Of course, the growth of craft beers means the list of ingredients and base materials has expanded beyond the imagination of 16th-century Germany. But the principle of purity remains strong. As such, it’s nigh on impossible to find a bad beer in a typical store or bar.
Just over 300 breweries in the country produce over 1,000 different beers in total. The biggest brands in Vienna include Ottakringer, Stiegl, Zipfer and Gösser, but there are dozens of small and private breweries and specialty beers, too, none of which should disappoint the discerning beer palate.
If you want to go native, though, then Ottakringer is Vienna’s big local brewery, located in the working-class 16th district since 1837. A beer guru of my acquaintance even rates the basic canned Ottakringer Helles beer as one of Austria’s very best. They even have their own craft beer range under the BrauWerk label.
There’s little demand for imported beer here; Austrians tend to stick to their own regional beers. But you’ll find German and Czech brands like Warsteiner or Starobrno in bars, too…and perhaps even corporate exports from North America and Western Europe (Heineken, Budweiser etc.).
Guinness, for example, seems to be growing in popularity, particularly in the man Irish and British pubs dotted about town.
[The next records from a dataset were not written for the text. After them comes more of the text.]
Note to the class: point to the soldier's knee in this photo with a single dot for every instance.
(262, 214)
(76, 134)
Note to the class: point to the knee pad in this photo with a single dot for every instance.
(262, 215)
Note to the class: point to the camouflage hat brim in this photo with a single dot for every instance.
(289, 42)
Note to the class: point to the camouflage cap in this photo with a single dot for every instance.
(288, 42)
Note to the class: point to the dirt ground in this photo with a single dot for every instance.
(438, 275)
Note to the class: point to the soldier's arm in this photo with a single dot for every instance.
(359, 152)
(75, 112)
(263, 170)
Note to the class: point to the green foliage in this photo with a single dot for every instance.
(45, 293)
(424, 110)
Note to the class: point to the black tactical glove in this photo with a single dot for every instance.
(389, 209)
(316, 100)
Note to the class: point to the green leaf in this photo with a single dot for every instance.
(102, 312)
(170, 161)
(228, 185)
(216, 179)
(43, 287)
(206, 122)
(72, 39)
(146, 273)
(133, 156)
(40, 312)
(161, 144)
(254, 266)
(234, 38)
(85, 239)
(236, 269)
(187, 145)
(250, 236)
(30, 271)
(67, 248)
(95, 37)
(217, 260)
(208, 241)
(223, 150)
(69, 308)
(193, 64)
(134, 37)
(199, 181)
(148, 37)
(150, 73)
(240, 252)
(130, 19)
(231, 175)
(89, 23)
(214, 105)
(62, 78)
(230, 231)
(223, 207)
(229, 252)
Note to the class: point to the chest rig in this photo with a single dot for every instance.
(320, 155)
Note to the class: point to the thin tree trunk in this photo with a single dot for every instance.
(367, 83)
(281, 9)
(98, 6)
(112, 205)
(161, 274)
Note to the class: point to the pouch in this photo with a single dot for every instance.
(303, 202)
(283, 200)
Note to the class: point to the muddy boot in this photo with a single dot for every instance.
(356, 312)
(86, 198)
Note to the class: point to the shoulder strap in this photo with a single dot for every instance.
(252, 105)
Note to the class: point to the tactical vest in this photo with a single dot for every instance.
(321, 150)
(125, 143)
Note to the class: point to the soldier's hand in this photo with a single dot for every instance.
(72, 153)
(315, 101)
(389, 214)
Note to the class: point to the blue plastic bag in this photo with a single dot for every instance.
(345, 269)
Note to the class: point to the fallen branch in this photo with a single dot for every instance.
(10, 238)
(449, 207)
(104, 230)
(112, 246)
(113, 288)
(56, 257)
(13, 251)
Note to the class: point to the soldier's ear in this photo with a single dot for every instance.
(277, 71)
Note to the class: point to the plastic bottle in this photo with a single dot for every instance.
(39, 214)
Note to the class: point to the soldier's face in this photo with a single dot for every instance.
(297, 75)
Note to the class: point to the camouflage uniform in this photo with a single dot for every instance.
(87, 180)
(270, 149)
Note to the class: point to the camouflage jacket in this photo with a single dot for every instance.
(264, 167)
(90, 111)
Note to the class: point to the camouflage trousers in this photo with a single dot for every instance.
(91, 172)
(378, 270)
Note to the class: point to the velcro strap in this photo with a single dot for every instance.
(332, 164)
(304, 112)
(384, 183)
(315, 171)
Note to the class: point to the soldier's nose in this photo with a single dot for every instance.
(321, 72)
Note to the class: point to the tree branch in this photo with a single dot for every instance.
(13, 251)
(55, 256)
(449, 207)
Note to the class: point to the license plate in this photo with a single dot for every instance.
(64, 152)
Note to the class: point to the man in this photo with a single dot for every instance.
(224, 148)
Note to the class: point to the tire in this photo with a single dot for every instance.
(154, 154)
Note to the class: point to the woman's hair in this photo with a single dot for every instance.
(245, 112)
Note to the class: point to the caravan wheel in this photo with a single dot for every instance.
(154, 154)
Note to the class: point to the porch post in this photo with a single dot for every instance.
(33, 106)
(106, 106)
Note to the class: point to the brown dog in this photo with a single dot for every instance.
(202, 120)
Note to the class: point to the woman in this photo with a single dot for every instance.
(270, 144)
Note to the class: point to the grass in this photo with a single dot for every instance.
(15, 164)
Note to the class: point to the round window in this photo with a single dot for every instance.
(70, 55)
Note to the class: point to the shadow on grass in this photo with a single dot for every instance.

Expect to pay more than for local brews, though.
The question is why you’d want to drink imports, given the excellent quality and variety of local beers.
Oh, by the way…despite the heavy consumption, beer drinking remains a restrained affair compared to, for example, UK Friday-night drinking habits. Drunk and disorderly street behavior is relatively rare in Vienna.
(A “Seidl” of beer)
In bars, cafes and restaurants in Vienna, beer generally comes in two sizes:
- A “Krügel” or “grosses Bier” (large beer)… 0.5 litres (0.88 UK pints)
- A “Seidl” or “kleines Bier” (small beer)… 0.3 litres (0.53 UK pints)
A Krügel typically costs around €4.20 and a Seidel €3.20.
In the supermarkets, most beer is sold in 500 ml bottles or cans, beginning at about €0.80 a bottle (+ a small deposit) or slightly cheaper if you buy aluminium cans.
Types of beer
The vast majority of beer is Märzenbier, basically a full-bodied lager. But you’ll find the usual array of Pils, Weizenbier (wheat beer) and other typical examples of central European brewing skills.
The standard beer varieties have between 4.8% and 5.2% alcohol by volume, which is stronger than you’d get in the UK, for example.
In the last couple of years, light (Leichtbier) and alcohol-free (alkoholfrei) beers, as well as shandies (Radler), have grown in popularity, stimulated in part by a growing awareness of the dangers of drink driving.
And on a cold winter’s night, you might want to try a Bockbier, typically a dark beer with around 6.5% alcohol by volume.